Die zwischen den Elektronen und dem Atomkern wirkenden Anziehungskräfte werden von den Physikern als elektromagnetische Kräfte bezeichnet. Sie werden von den unterschiedlichen Ladungen der Protonen und Elektronen hergeleitet. Nur was sind „Ladungen“ überhaupt? Welcher Eigenschaft der Strukturen sollen wir „Ladungen“ zuordnen? Das vorherrschende Charakteristikum des Kerns ist es, Masse zu sein; das dominierende Charakteristikum des Elektrons ist es, Energie zu verkörpern. Nur das Zusammenwirken beider Komponenten ermöglicht die Entstehung eines Atoms. Mehr noch, beide müssen sich auch in einem gewissen Gleichgewicht befinden, damit die Struktur, hier das Atom, dauerhaft existieren kann. Hat eine Struktur ein Manko hinsichtlich des energetischen Moments und eine andere einen Überschuss, dann könnten diese Strukturen zusammenkommen, denn miteinander würden sie ihr Problem lösen. Haben beide einen energetischen Überschuss oder beide ein energetisches Manko, dann können sie nichts füreinander tun. Sie stoßen sich ab. Aber, wie hängt das Ganze mit den Kräften und der Wirkungsrichtung der Kräfte zusammen? Ein Überschuss an Energie bedeutet, dass die nach außen weisenden Kraftwirkungen überwiegen. Ein Energiemanko hat zur Folge, dass die Anziehungskräfte, also die nach innen weisenden Kraftwirkungen dominieren. In beiden Fällen ist die Stabilität der Struktur gefährdet. Haben nun zwei Strukturen entgegengesetzte Überschusskräfte, dann wirken diese in die gleiche Richtung. Die potentiellen Partner ziehen sich magisch an. Haben sie dagegen gleichgerichtete Überschusskräfte, dann wirken diese gegeneinander. Diese Strukturen können nicht zueinander finden.

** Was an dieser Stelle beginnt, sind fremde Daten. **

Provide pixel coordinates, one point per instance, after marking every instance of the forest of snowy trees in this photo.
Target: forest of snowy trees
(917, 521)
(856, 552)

Damit hätten wir zwar eine Erklärung, warum sich einige Teilchen im atomaren Bereich anziehen und sich andere abstoßend finden, aber die Frage, woher sie die Kraft für den Annäherung– oder Abstoßungsprozess nehmen, ist noch offen. Wir wissen, dass der Atomkern einen Spin aufweist, aus dem Fliehkräfte erwachsen. Dass die Elektronen trotz der wirkenden Fliehkräfte den Atomverbund nicht verlassen, ist den ebenfalls vom Atomkern ausgehenden Anziehungskräften geschuldet. Soweit so gut. Doch, wo kommen die Anziehungskräfte her? Die Antwort muss im Atomkern, in den Protonen und Neutronen, zu finden sein. Nach dem Standardmodell der Teilchenphysik bestehen Neutronen aus jeweils zwei down- und einem up-Quark, Protonen umgekehrt aus einem down- und zwei up-Quarks. Freie, das heißt nicht in einem Atomkern gebundene, Neutronen zerfallen. Beim ß-Zerfall eines Neutrons wird ein down-Quark in ein up-Quark umgewandelt. Es entsteht ein Proton. Dabei werden ein Elektron und ein Anti-Neutrino, das heißt Energie, freigesetzt. Die Energie des Neutrinos ist darüber hinaus durch eine der Hauptrichtung entgegengesetzte Bewegung gekennzeichnet. Im Unterschied zum zerfallenden Neutron ist das entstehende Proton stabil. Diese Stabilität wird offensichtlich durch seine im Vergleich zum Neutron andersartige energetische Zusammensetzung bewirkt. Dann ist da noch der Umstand, dass das Neutron im Gegensatz zum Proton keine „Ladung“ besitzt. Von ihm geht also keine Wirkung nach außen aus. Demnach können es nur die Protonen sein, die den Kern beziehungsweise das Atom zusammenhalten.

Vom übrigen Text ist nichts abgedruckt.